I can see why you'd choose to have it perhaps just once a year, it's very rich and very sweet, and contains no fibre whatsoever. But very very tasty! For the last couple of years, Jeff and I have incorporated her tradition into ours. This year, we did the same.
After Christmas Eve at Jeff's oldest brother's house, and just before we went to bed, we did the minor initial assemblage for the bread. In the morning we (and when I say we, I really mean Jeff) got out of bed and popped the tray into the oven. Cue amazing smells and Monkey Bread came again this Christmas.
Overnight Monkey Bread
You'll need a non-stick bundt pan, and a serving platter that is a couple of inches wider in diameter than the bundt pan. You'll also need a pyrex or other microwave safe item for melting butter, and a mixing bowl.
Package of frozen yeast rolls (the small frozen lumps, you'll need about 20-25)

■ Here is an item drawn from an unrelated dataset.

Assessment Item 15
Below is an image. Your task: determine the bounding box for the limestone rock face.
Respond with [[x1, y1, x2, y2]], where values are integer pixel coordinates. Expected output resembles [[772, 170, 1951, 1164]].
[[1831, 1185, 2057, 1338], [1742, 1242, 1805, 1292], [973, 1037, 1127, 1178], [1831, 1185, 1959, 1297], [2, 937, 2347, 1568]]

1 package of vanilla pudding mix NOT instant
4 oz butter, melted
1/2 - 3/4 cup brown sugar
Optional - walnuts and raisins (We didn't use them this year, but I could see how they'd be good)
Combine the brown sugar and pudding mix together.
Put half of the yeast rolls into the bundt pan, pour half of the butter over the dough, and half of the brown sugar pudding mix.
Place the remaining rolls into the pan, pour remaining butter and sugar.pudding mixture over the rolls.
Cover the tea towel, and sit in a warm (not too warm!) place overnight.
Marvel at the effect of yeast and warmth.
Get a little unnerved at the sheer boisterousness of the yeast.
Preheat oven to 350 and place a cookie sheet under the bundt pan. Uncover the rolls and bake for 25 to 30 minutes.
Flip out onto the platter as soon as you can (without burning, but not leaving to set either) , and proceed to eat.
Jeff thinks it could be improved by basting all of the rolls individually before sprinkling the brown sugar/pudding mixture on top, so it'll cling to everything evenly.
Something to try next year. With the nuts and the raisins too.